Ebenso 2. Platz: GMC Sierra Heavy Duty
Technisch identisch mit dem Silverado ist der GMC Sierra Heavy Duty (HD) des Modelljahres 2020. Er ist neben dem Schwestermodell die erste Wahl für die Technik-Freaks, schließlich hat er ein Head-up-Display, das in der Diagonale 15 Zoll misst. Optional gibt es neben der erwähnten 15-Kamera-Technik ein System ähnlich den Smart-Home-Funktionen für daheim: Verfügt ein Wohnanhänger über die entsprechende Technik, lässt sich diese nicht nur mit dem Infotainmentsystem des Sierra, sondern über eine App auch mit dem eigenen Smartphone verbinden und fernsteuern.

Wie das Schwestermodell hat der GMC Sierra HD nicht nur in puncto Leistung, Zugkraft und technische Spielereien zugelegt, sondern auch bei den Dimensionen. 3,5 Zentimeter wuchs er in die Breite, vier Zentimeter in die Höhe, gut 13 Zentimeter beim Radstand und mehr als 26 Zentimeter in der Länge. Mit Crew Cab und Standard-Ladefläche ist der Pritschenwagen dann rund 6,35 Meter lang und 2,08 Meter breit. Wie bei der Konkurrenz gibt es Allradantrieb nur als Option; standardmäßig sind alle Heavy-Duty-Pick-ups mit Hinterradantrieb ausgerüstet.
3. Platz: Ram 2500/3500
Vor nicht mal einem Jahr war der Ram Heavy Duty mit 6,7-Liter-Cummins-Turbodiesel noch die Messlatte bei den dicken Pick-ups. Weniger in Sachen Leistung; mehr als die 406 PS des Ram-Diesels bieten sowohl die GM-Pickups als auch die Super-Dutys von Ford. Der Ram bot seinerzeit das höchste maximalen Drehmoment. Das Sechs-Gang-Automatikgetriebe von Aisin muss mit 1.356 Newtonmetern – also exakt 1.000 ft.-lbs – klarkommen. Als Alternative gibt es einen 6,4-Liter-Hemi-V8-Benziner, dessen 582 Newtonmeter (bei immerhin 416 PS) im Vergleich jedoch mickrig anmuten.
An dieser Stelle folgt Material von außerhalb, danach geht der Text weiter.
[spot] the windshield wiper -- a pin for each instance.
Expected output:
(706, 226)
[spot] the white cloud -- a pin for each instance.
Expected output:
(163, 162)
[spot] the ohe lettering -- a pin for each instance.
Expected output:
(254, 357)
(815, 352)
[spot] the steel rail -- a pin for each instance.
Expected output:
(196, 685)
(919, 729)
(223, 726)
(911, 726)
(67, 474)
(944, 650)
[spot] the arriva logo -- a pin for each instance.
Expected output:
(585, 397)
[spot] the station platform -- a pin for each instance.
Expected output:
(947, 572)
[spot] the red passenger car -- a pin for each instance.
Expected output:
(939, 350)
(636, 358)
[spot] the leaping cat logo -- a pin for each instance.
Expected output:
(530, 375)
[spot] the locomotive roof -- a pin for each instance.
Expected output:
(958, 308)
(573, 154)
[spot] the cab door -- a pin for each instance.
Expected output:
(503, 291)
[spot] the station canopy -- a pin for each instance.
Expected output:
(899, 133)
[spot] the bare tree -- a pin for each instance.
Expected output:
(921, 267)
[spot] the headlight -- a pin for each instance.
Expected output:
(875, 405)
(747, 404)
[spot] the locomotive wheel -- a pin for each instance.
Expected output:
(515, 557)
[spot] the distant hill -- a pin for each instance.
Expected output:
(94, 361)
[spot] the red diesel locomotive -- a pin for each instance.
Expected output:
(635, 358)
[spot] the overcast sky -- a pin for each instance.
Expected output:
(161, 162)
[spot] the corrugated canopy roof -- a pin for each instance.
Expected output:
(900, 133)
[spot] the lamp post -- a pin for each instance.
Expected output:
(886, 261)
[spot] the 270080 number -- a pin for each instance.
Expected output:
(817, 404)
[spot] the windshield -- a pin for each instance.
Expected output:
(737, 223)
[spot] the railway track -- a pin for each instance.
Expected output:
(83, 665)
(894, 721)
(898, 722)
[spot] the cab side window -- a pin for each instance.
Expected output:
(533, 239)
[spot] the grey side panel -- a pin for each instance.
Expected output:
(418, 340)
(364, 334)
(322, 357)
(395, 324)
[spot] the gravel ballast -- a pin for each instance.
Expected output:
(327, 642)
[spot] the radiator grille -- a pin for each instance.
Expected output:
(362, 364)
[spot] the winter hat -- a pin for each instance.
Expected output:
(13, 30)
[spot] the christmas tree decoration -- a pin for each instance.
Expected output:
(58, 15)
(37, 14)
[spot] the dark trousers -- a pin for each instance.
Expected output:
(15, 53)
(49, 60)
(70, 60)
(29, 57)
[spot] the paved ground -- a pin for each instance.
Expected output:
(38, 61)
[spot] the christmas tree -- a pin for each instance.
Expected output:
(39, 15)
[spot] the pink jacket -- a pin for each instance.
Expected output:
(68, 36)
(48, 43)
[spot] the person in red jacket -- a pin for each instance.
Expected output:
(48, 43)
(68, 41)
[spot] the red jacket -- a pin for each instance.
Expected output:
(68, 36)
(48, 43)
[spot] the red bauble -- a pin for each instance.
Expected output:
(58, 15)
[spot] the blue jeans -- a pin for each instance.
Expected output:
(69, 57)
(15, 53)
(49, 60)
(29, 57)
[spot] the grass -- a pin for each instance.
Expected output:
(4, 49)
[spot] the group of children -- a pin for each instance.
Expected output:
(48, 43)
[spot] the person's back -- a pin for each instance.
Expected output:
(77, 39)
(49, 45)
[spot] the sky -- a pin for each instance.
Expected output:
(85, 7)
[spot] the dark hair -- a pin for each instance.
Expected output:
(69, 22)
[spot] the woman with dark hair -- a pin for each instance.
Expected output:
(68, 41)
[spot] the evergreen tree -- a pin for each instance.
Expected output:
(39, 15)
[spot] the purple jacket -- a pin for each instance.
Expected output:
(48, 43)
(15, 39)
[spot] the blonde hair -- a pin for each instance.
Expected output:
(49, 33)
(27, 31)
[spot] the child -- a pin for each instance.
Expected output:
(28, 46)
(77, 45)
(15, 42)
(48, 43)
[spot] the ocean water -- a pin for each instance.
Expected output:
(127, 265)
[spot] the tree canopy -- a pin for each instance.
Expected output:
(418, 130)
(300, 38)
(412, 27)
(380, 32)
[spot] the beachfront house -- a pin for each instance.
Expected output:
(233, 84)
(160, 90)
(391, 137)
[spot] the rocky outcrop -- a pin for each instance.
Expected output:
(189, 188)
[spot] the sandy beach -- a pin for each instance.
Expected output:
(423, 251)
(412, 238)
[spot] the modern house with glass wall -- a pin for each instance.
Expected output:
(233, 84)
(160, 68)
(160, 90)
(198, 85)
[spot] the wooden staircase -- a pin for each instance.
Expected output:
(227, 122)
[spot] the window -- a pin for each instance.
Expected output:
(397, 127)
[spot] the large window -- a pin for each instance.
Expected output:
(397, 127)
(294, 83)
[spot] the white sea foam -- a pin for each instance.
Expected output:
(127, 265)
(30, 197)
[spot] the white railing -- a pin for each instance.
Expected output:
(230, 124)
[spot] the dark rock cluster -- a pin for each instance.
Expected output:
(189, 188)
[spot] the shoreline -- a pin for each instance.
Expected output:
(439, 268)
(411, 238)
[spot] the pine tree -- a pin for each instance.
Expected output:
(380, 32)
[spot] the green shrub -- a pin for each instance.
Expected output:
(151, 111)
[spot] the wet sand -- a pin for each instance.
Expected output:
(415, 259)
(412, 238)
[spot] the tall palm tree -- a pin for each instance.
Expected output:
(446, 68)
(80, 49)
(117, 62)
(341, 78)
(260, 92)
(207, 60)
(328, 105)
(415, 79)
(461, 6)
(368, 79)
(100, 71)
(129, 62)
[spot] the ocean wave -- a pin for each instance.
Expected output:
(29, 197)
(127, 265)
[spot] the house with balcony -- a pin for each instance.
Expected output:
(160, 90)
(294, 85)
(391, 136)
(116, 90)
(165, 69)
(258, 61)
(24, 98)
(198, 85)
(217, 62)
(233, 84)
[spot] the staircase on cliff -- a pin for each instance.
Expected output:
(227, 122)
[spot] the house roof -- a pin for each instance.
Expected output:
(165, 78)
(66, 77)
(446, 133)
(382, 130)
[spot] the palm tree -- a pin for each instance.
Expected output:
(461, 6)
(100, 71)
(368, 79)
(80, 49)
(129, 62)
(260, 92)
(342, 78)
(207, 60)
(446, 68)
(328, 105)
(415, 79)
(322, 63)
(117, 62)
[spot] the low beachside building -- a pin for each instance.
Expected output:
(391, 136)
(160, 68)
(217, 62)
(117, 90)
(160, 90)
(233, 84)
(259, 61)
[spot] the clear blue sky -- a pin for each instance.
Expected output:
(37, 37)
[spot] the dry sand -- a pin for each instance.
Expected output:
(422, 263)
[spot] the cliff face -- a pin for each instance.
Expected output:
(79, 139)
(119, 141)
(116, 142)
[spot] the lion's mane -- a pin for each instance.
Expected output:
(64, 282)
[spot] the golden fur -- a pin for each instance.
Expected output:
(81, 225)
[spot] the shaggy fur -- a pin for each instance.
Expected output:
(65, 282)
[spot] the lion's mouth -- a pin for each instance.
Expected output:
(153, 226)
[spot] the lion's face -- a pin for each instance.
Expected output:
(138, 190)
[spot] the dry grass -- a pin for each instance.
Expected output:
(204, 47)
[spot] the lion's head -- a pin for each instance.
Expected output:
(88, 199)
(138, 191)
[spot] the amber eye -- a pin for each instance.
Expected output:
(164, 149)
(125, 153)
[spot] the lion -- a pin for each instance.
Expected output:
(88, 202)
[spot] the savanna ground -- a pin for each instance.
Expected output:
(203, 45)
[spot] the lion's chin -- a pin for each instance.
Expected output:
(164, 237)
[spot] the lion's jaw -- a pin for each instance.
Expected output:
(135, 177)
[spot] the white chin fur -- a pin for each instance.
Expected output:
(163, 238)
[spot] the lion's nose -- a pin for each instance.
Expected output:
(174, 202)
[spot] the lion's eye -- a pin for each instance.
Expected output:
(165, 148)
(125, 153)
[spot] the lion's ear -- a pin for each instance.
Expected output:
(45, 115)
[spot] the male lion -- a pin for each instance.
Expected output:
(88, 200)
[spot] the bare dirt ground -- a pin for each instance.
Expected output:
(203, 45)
In der Kategorie "maximale Anhängelast" ist der Diesel-Ram mit 15,9 Tonnen nun sogar am Tabellenende angelangt. Doch so schwer muss ein Trailer erstmal sein, um den verstärkten Hinterachs-Querträger samt Aufliegerkupplung an seine Grenzen zu bringen. Wer lieber Frachtgut auf die Ladefläche packt, kann die maximale Zuladung von knapp 3,5 Tonnen ausnutzen – wie beim Ford erreicht vom schwächeren Benziner.
Fazit
Man kann das Wettrüsten der amerikanischen Pickup-Produzenten bei der Anhängelast und in puncto maximales Drehmoment für anachronistisch halten. Doch wer einmal so ein Fifth-Wheeler-Monstrum gesehen hat, kann sich ungefähr ausmalen, was diese Caravans auf die Waage bringen. Andererseits: Ein oder zwei Tonnen hin oder her, das dürfte gar nicht so stark ins Gewicht fallen. Am Ende ist es wohl doch in erster Linie dem typisch amerikanischen Wettbewerbsgedanken geschuldet, unbedingt die Führungsposition besetzen zu wollen, dass es hier mit jedem Modellwechsel in neue Zugkraft-Sphären geht.